Syntax and Properties

Syntax

A \((t,n)\) Verifiable Secret Sharing consists of two phases: Share and Reconstruct as follow:

Share: The dealer \(D\) has a secret value \(s\). Initially, there are \(n\) parties \(P_1, P_2, ..., P_n\). The sharing phase may consist of several rounds of interaction between parties. At the end of the phase, each party \(P_i\) holds a share \(s_i\) that will be required to reconstruct the secret of the dealer later.

Reconstruct: In this phase, each party \(P_i\) publishes its share \(s_i\) from the sharing phase.

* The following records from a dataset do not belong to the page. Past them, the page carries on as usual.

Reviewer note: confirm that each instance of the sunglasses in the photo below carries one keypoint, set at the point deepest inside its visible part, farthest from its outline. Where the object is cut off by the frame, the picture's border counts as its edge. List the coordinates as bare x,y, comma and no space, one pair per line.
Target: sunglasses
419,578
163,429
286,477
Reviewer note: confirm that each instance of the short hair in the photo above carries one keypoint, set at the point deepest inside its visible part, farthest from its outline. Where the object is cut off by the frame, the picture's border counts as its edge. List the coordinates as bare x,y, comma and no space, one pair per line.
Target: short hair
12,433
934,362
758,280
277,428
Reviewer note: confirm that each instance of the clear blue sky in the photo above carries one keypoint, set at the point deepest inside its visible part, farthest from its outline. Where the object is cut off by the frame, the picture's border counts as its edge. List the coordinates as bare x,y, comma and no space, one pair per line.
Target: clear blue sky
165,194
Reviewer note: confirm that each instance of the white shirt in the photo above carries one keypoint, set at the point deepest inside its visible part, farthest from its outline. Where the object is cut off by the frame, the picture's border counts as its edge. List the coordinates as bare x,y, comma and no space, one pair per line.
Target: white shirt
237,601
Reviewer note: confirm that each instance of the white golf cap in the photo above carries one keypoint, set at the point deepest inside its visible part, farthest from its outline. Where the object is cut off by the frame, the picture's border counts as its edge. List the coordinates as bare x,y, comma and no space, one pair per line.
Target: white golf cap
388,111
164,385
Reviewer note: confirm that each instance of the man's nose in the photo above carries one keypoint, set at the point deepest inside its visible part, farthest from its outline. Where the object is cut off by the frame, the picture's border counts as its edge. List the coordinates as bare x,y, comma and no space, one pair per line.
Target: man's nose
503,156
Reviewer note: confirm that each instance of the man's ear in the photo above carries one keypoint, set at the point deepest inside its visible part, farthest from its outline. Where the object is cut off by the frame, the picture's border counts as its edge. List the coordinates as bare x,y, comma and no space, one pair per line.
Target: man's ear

Then, from these shares, a reconstruction function will be applied to output the original secret.

Properties

As in [BKP11], a VSS need to have the following properties:

Correctness: If \(D\) is honest, then the reconstruction function outputs \(s\) at the end of the Reconstruct phase and all honest parties agree on the value \(s\).

Secrecy: If \(D\) is honest, then any adversary that control at most \(t\) parties does not learn any information about \(s\) during the Share phase.

Commitment: If \(D\) is dishonest, then at the end of the sharing phase there exists a value \(s^* \in \mathbb{F}_p\) such that at the end of the Reconstruct phase all honest parties agree on \(s^*\).